Tony Yeboah v Wimbledon
Without the sturdily contructed net this would still be rising and presently zooming past Uranus.
Stephen Reid v Wigan
Ever wondered where the phrae ‘returned with interest’ came from? Here’s where.
Steven Gerrard v Middlesbrough
Exquisite cushioned control followed by an exocet that could have blown up Parliament.
Wayne Rooney v Newcastle United
The ref should rightfully have been given an assist for this thunderbastard.
Jorg Albertz v Celtic
The German with a foot like a traction engine could have pointed to the exact spot this was heading and it still would have bruised the netting.
Arie Haan v Italy
Haan’s hammer showed that total football also embraced the laces-through-it simplicity of a long-range belter.

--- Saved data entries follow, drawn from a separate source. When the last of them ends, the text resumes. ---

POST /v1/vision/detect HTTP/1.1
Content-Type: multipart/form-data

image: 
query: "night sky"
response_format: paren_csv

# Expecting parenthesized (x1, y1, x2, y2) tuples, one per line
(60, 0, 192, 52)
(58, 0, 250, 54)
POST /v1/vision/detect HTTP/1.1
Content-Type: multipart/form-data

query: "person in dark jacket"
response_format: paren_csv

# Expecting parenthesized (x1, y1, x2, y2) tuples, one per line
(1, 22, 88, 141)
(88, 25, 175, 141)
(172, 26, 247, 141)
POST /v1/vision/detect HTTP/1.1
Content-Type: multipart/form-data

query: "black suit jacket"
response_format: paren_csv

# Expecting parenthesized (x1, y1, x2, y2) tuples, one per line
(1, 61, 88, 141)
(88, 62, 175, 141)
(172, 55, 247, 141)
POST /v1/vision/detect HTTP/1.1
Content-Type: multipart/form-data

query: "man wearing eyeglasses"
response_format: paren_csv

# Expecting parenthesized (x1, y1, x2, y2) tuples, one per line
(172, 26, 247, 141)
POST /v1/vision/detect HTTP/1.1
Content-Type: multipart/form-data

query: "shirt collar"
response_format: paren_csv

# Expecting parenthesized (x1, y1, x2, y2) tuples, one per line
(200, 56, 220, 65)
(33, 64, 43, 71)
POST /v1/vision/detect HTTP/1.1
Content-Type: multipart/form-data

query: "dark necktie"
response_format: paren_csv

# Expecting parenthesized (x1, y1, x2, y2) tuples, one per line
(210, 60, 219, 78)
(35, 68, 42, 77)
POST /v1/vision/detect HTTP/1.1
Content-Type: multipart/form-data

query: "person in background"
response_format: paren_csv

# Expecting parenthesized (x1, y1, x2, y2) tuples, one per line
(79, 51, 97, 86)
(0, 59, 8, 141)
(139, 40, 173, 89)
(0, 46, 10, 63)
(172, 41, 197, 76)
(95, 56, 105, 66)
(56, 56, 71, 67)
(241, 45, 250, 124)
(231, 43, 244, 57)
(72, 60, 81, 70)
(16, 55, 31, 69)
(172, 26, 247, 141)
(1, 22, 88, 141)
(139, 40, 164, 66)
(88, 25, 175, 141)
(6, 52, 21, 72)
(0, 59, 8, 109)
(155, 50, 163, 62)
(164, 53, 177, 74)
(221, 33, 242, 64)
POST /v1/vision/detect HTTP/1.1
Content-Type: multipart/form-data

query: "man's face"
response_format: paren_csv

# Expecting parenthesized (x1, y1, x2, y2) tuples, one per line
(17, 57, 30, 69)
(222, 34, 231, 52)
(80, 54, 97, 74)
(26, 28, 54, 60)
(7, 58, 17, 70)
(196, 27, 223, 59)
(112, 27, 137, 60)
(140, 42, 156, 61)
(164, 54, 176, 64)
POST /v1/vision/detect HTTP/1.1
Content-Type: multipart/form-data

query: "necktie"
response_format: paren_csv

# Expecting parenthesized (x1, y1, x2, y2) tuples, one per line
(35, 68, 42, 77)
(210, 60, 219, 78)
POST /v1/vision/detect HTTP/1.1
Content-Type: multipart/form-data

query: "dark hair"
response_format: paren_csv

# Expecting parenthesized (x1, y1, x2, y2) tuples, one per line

Clarence Seedorf v Atletico Madrid
Even when Clarence went primal thwack he did so in style.
Peter Lorimer v Crystal Palace
He didn’t gain the nickname ‘Thunderboots’ for his sidefooting finesse.
Alan Shearer v Everton
Shearer’s most treasured goal. Out of 313 so you expect it to be this good.
Yaya Toure v Sunderland
With a flick of his size 11s Yaya nonchalently defies physics.